Research suggests that success on a critical conversation relies on the ability to communicate openly about difficult topics. Conversations that are crucial should neither be rushed in to nor avoided completely. People become defensive not because of the content of the dialogue but because of the intent they think the dialogue is about.
One of the most important skills we need to practice before a vital conversation is to identify what needs to be said first, as it sets the tone for the rest of the conversation. The first 30 seconds are crucial where mutual trust needs to be created by showing that you care about them; show respect through body language and be convinced that what you are asking is not unfair by anyone. Focus on what you want and in the conversational flow of the relevant information, hold on to what you want without withholding your opinion or arguing against others opinions. State your path and explore the paths of others. Being involved in a dialogue without fighting back allows the conversation to be safe. It is important that you maintain a secure atmosphere if you want to be heard.
Apologize and empathize if others feel disrespected in the conversation and look for a mutual purpose that will motivate them to listen to your concerns. When you are at the stage of making decisions, make sure that it is not driven by one individual agenda but by an outcome of a mutual agreement. Finally, note the commitments, take responsibility of the promises you make, and move to action.
In most of today’s world, where leaders are smart, confident, and highly paid, people tend to hold back their opinions rather than risk infuriating someone in a state of such power. This is also common in a collectivist society like ours when many of us keep quiet or unwillingly agree to decisions made by others leading to a sense of helplessness when decisions are being made.
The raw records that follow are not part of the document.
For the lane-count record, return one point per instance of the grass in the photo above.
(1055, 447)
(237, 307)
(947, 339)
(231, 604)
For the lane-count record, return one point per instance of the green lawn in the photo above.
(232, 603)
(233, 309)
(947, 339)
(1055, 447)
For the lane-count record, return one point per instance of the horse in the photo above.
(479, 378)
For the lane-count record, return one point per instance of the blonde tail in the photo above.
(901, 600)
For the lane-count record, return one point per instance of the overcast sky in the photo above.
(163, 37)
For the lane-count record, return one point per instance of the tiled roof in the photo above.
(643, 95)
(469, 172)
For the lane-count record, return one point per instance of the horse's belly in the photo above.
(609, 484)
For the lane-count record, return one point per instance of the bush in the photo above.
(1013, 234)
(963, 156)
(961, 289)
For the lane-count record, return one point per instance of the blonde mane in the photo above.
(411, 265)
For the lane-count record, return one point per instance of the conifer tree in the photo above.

This ‘learnt helplessness’ over a period of time gives way to a very authoritative culture with a lack in creativity, out of the box thinking and challenge to seek greater quality.
One does not have to be an extrovert, out- going and domineering to be able to carry out effective crucial conversations. Ask yourself before you enter the conversation; What do I really want for myself? What do I really want for others? What do I really want from this relationship? How would I behave if I am really keen on the results that I want?
Think; be logical, rational and realistic. Study the emotions involved without being enslaved by them. It is tough till you master it but practise is everything.